Bandeira de Melo Elton B, Araújo Aluízio F R
Federal University of Pernambuco, Center of Informatics, Av. Professor Luís Freire s/n, Cidade Universitária, Recife, Pernambuco, Brazil.
Biosystems. 2011 Apr;104(1):23-31. doi: 10.1016/j.biosystems.2010.12.006. Epub 2011 Jan 12.

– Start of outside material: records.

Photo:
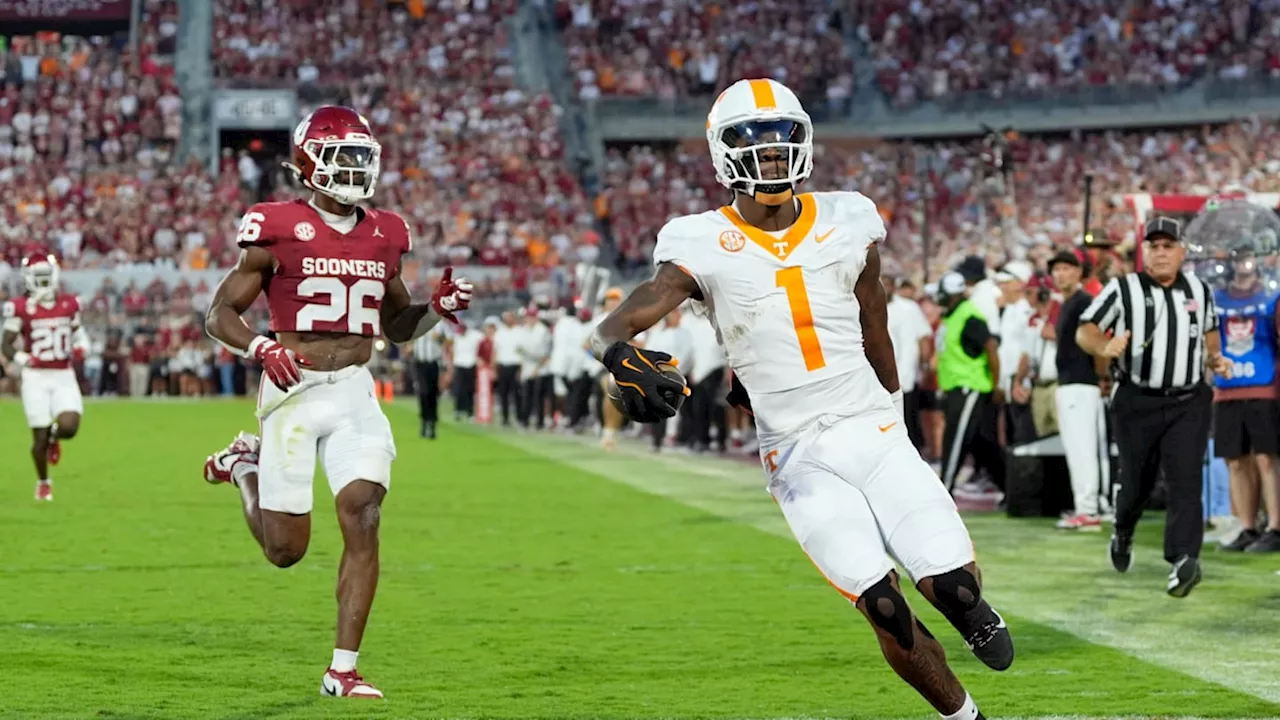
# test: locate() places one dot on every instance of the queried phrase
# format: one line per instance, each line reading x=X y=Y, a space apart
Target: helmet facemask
x=764 y=159
x=344 y=169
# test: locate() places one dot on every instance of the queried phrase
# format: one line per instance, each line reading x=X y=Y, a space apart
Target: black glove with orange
x=645 y=384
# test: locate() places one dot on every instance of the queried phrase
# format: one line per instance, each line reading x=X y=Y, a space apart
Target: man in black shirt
x=1080 y=411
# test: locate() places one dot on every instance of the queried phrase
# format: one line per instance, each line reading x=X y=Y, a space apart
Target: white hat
x=952 y=283
x=1015 y=270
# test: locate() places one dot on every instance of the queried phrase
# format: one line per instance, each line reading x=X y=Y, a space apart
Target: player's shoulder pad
x=853 y=210
x=394 y=227
x=270 y=223
x=681 y=237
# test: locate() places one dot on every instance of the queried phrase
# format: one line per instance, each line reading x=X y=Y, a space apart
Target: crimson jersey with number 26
x=324 y=281
x=46 y=329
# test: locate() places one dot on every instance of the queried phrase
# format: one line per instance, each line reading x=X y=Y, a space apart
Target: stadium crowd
x=670 y=49
x=87 y=136
x=1033 y=48
x=968 y=212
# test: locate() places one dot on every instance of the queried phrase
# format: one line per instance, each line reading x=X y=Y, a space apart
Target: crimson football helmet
x=334 y=154
x=40 y=276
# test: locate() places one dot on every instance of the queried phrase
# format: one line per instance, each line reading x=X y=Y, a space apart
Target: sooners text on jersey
x=324 y=281
x=46 y=329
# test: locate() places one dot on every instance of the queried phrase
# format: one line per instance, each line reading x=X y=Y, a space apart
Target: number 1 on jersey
x=801 y=315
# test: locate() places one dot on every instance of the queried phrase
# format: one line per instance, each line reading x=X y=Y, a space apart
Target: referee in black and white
x=1164 y=340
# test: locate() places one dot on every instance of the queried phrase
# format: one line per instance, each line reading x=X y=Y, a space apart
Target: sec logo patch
x=732 y=241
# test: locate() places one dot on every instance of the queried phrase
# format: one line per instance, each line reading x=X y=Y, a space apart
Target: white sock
x=968 y=711
x=241 y=469
x=344 y=660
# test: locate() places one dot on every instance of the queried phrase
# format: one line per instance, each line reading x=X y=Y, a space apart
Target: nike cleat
x=1183 y=577
x=347 y=684
x=1121 y=551
x=990 y=641
x=219 y=468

In social insects, the superposition of simple individual behavioral rules leads to the emergence of complex collective patterns and helps solve difficult problems inherent to surviving in hostile habitats. Modelling ant colony foraging reveals strategies arising from the insects' self-organization and helps develop of new computational strategies in order to solve complex problems. This paper presents advances in modelling ants' behavior when foraging in a confined and dynamic environment, based on experiments with the Argentine ant Linepithema humile in a relatively complex artificial network. We propose a model which overcomes the problem of stagnation observed in earlier models by taking into account additional biological aspects, by using non-linear functions for the deposit, perception and evaporation of pheromone, and by introducing new mechanisms to represent randomness and the exploratory behavior of the ants.
在社会性昆虫中,简单个体行为规则的叠加导致了复杂集体模式的出现,并有助于解决在恶劣栖息地生存所固有的难题。对蚁群觅食进行建模揭示了昆虫自组织产生的策略,并有助于开发新的计算策略以解决复杂问题。本文基于在相对复杂的人工网络中对阿根廷蚁Linepithema humile进行的实验,介绍了在受限动态环境中对蚂蚁觅食行为进行建模的进展。我们提出了一个模型,该模型通过考虑额外的生物学因素、使用用于信息素沉积、感知和蒸发的非线性函数以及引入表示随机性和蚂蚁探索行为的新机制,克服了早期模型中观察到的停滞问题。